I spent the night with my American friend Bea last night, probably the last time I will too before she leaves for her new life in North Carolina. When I finally fell asleep after two hours of our chattering about life and love and men and children, and after watching two hours of the Best of Oprah Cd her mother had mailed, and crying over the Elie Wiesel interview and the impoverished black grandma who won a new car, I finally brushed my teeth said goodnight and prepared to fall asleep in her bed. She always gives me her bed when I stay, refusing to let a guest languish on a mattress on the floor, the fine art of Southern hospitality.After she went to bed I just lay there staring at the skylight and all the light flooding into her bedroom. I don't sleep well in her room. I need total darkness to sleep and her mattress is a little too firm for the liking. How can you complain though when someone gives you their bed and always has? You really can't.
As I stared at her empty bookshelf it hit me hard that she was actually leaving. I remembered the hundreds of times I'd pulled a book off of that shelf, not knowing the author, her egging me on to try it, plunging into another world, escaping. I suddenly realized that I was going to be lost without her advice, her bear hug goodbyes, our Monday marathon phone calls and the toolbox full of tricks she's passed on for making my way through the maze of French bureaucracy for teaching EFL for the first time, and most importantly for breastfeeding and second language child raising, my toughest hurdles ever.

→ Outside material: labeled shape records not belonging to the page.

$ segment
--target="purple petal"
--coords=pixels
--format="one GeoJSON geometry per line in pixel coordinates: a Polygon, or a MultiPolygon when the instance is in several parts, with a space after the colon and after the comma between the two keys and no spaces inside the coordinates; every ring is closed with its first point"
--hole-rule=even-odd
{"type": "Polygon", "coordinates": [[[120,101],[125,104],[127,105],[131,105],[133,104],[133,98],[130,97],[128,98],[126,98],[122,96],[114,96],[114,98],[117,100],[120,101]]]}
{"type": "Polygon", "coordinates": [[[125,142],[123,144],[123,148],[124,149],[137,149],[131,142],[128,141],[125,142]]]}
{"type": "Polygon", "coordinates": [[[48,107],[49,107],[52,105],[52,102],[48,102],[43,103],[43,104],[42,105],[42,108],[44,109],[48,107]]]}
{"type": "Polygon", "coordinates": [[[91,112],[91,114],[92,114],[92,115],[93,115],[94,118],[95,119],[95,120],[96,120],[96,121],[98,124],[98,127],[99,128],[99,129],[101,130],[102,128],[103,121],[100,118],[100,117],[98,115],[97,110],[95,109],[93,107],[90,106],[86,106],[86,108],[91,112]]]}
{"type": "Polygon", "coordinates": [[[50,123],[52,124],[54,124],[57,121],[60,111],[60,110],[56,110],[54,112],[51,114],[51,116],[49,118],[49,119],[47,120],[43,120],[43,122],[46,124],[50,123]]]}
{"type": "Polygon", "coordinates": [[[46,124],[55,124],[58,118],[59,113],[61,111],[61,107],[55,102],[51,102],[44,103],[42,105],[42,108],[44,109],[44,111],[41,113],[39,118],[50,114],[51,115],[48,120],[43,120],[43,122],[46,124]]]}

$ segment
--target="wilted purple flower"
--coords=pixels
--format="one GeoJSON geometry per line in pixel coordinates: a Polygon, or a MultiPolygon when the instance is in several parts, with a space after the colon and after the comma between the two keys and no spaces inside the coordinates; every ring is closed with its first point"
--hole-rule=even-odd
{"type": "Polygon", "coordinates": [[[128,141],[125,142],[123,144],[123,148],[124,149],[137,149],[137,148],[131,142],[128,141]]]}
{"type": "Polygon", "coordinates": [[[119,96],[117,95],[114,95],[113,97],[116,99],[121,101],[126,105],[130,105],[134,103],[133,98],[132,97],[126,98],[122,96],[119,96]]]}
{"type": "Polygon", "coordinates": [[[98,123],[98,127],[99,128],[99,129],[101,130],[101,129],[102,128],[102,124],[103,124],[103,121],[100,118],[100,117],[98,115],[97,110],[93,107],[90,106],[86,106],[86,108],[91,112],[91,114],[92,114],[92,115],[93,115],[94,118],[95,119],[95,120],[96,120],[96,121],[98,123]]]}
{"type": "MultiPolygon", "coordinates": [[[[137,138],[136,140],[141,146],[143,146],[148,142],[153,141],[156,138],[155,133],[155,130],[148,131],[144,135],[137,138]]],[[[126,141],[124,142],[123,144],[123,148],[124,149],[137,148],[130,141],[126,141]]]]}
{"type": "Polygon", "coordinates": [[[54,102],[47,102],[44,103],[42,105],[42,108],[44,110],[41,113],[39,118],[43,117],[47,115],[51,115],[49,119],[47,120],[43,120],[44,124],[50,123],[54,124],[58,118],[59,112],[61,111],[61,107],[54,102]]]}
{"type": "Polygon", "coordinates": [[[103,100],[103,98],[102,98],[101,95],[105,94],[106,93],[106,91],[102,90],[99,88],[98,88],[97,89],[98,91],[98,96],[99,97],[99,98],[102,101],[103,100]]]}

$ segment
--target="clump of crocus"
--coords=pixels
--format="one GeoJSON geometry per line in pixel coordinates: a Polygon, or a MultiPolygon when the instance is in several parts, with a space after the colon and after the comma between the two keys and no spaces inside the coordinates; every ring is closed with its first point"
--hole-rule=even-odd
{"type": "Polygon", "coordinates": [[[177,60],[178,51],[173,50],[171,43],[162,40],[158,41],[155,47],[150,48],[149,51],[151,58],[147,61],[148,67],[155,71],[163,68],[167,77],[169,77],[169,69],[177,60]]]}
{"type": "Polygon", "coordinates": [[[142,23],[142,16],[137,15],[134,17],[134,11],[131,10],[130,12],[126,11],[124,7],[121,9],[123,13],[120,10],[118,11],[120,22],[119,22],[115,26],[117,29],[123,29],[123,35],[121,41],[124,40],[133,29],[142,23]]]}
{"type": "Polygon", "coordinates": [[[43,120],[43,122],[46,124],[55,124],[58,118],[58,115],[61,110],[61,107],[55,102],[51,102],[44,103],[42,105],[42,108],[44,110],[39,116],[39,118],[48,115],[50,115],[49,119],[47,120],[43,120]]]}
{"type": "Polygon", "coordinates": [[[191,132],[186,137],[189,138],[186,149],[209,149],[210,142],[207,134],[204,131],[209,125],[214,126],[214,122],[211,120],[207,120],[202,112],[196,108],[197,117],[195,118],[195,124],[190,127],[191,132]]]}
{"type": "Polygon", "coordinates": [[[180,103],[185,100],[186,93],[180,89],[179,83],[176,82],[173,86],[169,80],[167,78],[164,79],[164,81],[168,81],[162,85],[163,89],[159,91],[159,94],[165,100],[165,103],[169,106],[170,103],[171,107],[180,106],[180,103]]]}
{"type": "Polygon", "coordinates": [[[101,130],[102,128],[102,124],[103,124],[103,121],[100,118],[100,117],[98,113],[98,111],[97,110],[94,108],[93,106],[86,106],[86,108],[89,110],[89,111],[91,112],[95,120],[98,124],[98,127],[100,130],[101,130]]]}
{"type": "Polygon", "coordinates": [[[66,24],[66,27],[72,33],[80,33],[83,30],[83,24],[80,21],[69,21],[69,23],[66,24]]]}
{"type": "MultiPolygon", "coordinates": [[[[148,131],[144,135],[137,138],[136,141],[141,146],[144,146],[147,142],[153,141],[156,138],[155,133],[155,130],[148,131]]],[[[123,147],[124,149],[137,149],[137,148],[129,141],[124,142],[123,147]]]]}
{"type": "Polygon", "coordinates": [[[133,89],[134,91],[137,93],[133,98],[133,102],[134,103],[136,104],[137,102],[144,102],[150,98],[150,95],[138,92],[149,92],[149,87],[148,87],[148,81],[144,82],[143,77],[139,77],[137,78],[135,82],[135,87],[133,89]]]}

I hate exits. I'm terrible at them and so I'm feeling lost and sad this week. Seb has called me a million times because he knows this is big, that the moment is getting closer when I'm going to melt down into a puddle of goo, and he'll have to find a way to make it all better. Honestly I'm not sure how I'll feel when she finally leaves in June. I've been trying to deal with it since last Summer when I first realized that it was real, that she would leave. Now I'm not sure if I've dealt with it or not. The lump in my throat comes back at the oddest moments and then I have to admit that it's going to be incredibly hard to say goodbye for the last time.
I wonder why and how we get so attached to people who aren't our family? Why do women need that connection with other women so badly? Why do we need to talk and share?
And what one earth am I going to do now when I need to touch base?
6 comments:
oh! oh! I know this pain. Oh!
You can relate, you have someone else to talk to, you have a friend you can confide in... When that goes, it's not fun.... I hope you can fill the void eventually!
Don't forget the wonders of modern technology.
I don't know what else to say, since I recently did some leaving.
oh hon, I'll give you my number if you need someone to scream at, and we can send books back and forth via the mail, but yeah, that hurts, deep.
Sending you big hugs...
ohh so sad. Hopefully you will talk via email a lot and fly back and forth to see each other. ((hugs))
Old cliché... we don't choose our family, but we get to choose the friends we are close to and care so much about.